Serve warm with vegetables, salad, cauliflower rice, or your preferred side dish.

Nutrition Facts (Per Serving – Approximate)

  • Calories: 240
  • Fats: 12g
  • Cholesterol: 210mg
  • Sodium: 620mg
  • Potassium: 290mg
  • Total Carbohydrates: 2g
  • Fiber: 0g
  • Net Carbs: 2g
  • Sugars: 0g
  • Protein: 29g
  • Calcium: 180mg

Notes

  • Refrigerate leftovers promptly after cooling.
  • Reheat gently to prevent rubbery shrimp.
  • Fresh shrimp provide the best texture, but thawed frozen shrimp work well.
  • Add red pepper flakes for extra heat.
  • Substitute Pecorino Romano for a sharper cheese flavor.
  • This recipe is naturally gluten-free.
  • Shellfish allergy warning: contains shrimp.

Frequently Asked Questions

1. Can I use frozen shrimp?

Yes, thaw completely and pat dry before using.

2. How do I know when shrimp are done?

They should be pink, opaque, and curled into a loose “C” shape.

3. Is this recipe keto-friendly?

Yes, it is naturally low in carbohydrates and keto-friendly.

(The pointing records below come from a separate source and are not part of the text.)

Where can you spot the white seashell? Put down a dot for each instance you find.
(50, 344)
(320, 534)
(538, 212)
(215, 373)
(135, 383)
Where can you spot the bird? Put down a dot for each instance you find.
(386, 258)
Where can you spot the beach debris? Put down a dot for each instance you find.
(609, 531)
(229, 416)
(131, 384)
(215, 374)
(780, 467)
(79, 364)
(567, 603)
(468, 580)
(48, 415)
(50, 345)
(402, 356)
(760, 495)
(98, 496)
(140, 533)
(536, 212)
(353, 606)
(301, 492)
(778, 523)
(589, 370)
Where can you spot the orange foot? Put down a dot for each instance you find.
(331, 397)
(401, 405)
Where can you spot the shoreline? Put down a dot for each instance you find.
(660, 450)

4. Can I prepare it ahead of time?

Yes, season the shrimp up to 12 hours ahead and refrigerate until ready to bake.

5. What side dishes pair well with this recipe?

Roasted vegetables, salads, cauliflower rice, and steamed green beans are excellent choices.

6. Can I use pre-cooked shrimp?

It’s not recommended because they may become overcooked and tough during baking.